A personal motto may either be part of a public family tradition, as with inscriptions that accompany a family’s coat of arms, or an individual and private choice. The statement may be in the person’s native language, but there are many that have been traditionally rendered in Latin. Here are some examples of personal mottoes:
- Cooperatores Veritatis ("Co-workers of the Truth"): Pope Benedict XVI, chosen as Cardinal Joseph Ratzinger
- Vi et veritate ("By force and by truth"): Sloan family — Scotland
- Semper Eadem ("Always the same"): Queen Elizabeth 1 of England
- "Rebellion to Tyrants is Obedience to God": Epitaph of Benjamin Franklin, adopted by Thomas Jefferson
A motto may be included in an organization’s advertising slogan. Unlike those that focus on name-recognition or product features, this type points to the underlying principles of the organization. Here are several examples:
- All the news that’s fit to print. (The New York Times)
- Inspiring Minds (Dalhousie University, Canada)

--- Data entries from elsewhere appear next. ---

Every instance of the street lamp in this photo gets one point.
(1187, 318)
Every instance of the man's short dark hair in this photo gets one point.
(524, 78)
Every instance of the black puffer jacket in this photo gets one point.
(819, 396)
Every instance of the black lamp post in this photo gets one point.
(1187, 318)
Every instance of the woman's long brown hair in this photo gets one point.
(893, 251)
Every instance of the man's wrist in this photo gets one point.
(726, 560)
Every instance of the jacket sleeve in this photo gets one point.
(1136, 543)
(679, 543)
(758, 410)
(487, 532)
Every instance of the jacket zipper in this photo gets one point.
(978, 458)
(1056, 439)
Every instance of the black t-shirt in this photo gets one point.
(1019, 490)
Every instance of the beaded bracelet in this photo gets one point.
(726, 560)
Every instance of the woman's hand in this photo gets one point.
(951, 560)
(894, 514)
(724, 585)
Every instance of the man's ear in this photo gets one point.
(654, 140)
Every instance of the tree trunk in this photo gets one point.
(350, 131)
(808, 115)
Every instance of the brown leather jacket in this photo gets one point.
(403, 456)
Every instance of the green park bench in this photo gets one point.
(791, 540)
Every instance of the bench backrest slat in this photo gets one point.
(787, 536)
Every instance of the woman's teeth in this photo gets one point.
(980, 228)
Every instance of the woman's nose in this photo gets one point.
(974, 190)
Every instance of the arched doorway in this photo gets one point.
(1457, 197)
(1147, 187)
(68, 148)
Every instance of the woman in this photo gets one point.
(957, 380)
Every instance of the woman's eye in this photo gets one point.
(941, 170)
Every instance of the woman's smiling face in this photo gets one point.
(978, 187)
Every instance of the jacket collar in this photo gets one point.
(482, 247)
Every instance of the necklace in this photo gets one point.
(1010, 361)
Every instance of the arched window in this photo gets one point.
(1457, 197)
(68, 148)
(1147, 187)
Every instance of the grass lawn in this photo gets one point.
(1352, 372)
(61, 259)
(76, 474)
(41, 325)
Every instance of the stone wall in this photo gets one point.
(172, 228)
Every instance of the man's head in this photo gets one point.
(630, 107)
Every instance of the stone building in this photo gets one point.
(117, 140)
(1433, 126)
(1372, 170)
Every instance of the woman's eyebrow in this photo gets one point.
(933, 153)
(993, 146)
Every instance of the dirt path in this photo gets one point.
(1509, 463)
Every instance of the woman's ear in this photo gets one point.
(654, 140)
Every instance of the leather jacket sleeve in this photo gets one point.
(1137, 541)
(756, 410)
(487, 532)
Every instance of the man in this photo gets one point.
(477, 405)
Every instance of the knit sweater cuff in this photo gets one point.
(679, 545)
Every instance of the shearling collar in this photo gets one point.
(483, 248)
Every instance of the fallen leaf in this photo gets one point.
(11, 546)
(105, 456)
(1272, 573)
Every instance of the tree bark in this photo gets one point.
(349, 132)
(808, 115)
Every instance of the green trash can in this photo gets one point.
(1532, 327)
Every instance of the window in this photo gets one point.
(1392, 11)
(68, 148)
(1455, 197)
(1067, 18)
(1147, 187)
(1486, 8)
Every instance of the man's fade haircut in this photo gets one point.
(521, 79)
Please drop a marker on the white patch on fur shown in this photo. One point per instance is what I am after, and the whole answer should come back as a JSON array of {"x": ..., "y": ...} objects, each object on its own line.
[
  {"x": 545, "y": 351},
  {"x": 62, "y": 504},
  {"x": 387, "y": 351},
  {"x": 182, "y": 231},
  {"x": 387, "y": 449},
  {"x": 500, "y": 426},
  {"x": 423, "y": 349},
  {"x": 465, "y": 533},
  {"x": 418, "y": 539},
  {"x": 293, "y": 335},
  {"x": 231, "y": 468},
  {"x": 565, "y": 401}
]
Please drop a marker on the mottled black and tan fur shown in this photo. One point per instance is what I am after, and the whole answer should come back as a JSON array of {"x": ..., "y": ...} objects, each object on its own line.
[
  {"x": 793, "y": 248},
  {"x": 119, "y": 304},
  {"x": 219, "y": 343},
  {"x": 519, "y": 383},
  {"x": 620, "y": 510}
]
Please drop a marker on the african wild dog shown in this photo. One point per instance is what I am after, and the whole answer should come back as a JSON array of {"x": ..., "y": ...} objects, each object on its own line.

Notice that The New York Times motto refers to the organization’s discernment and discrimination in choosing what to present to their readership, as well as the breadth of their coverage. This slogan is so well known and associated with quality, that the parody publication The Onion used the slogan “all the news that’s fit to reprint” in promoting "The Onion Presents Embedded in America, Volume 16" of their archives. Dalhousie University also focuses on their relationship with their customers, who are their students.
National mottos are often connected with a country’s coat of arms or its currency. Some are more descriptive than idealistic:
- A mari usque ad mare ("From sea to sea"): Canada
- "In God We Trust": United States, introduced on currency in 1864
- E Pluribus Unum ("Out of Many, One"): United States, introduced on currency in 1795
In addition to keeping a candidate’s name in the public eye and in the public’s ear, campaign slogan can be a motto, expressing the public relations version of the ideals or beliefs of the candidate or the party, as these examples show:
- "Prosperity and Progress": Al Gore, 2000
- "Compassionate conservatism": George W. Bush, 2000
- "Government of, by, and for the people ... not the monied interests": Ralph Nader, 2000
Nader’s motto quotes from President Lincoln’s Gettysburg Address, connecting Nader with everything that Lincoln expressed in that well-known speech.
I'm handing in a project and I am supposed to create a made up name for a country and then create a flag. You know how every state has it's own motto, well I need one. Any suggestions? My made up name for my country is "Puertotalian" which is Puerto Rico mixed with Italian.
Many people use “Carpe Diem” as their personal motto. “Seize the Day” is a good motto to live by.
My motto is similar. It's “never put off until tomorrow what you can finish today.” I know that this isn't original, but it helps me get things done. I can't sleep at night unless I know that I have gotten all the tasks I possibly could have done out of the way.
I live in a small town, so businesses here like to come up with slogans that incorporate that small town feel. They know that potential customers want to feel like they will be given plenty of attention and good service when they come to the business, so their mottoes often focus on this.
One car dealership has the motto “Where You Are Family” printed on every ad they run in the local newspaper. This might seem a bit excessive to someone from out of town, but people around here don't mind being treated like family. In fact, they desire it!
@wavy58 – Did you know that “In God We Trust” is also the Florida state motto? Florida never came up with one of its own, so it decided to use this one.
I don't know how many residents of the state actually believe in God, but I bet that whenever one of the many hurricanes approaches the state, several develop at least a temporary religion!
It's hard to believe that the United States motto is “In God We Trust.” I read some statistics a few years ago that showed how few people in this country actually even believe there is a God.
Our founding fathers followed this motto, but today, I don't know what politicians trust. I do know that politics and greed seem to govern the nation, and many have abandoned their faith, if they ever had any in the first place.
@DinoLeash: Yes, every state has a state motto. Alaska’s state motto is “North to the Future”. That motto was adopted in 1967 during the Alaska Purchase Centennial. It represents Alaska as a land of promise.
The state motto of Michigan is “Si quaris peninsulam amoenam, circumspice” which is Latin for “If you seek a pleasant peninsula, look about you.”
Doesn't every state have it's own "state motto"? If so, does anyone know what Michigan and Alaska's are? I have a report to do on those two states and I'm trying to find as much info as possible.
The one motto that always sticks in my head since I first heard it and makes my laugh every time is Google's motto "Don't Be Evil"!
Is that great or what?! Funny and at the same time reminds themselves to not turn into the stereotypical monster corporation!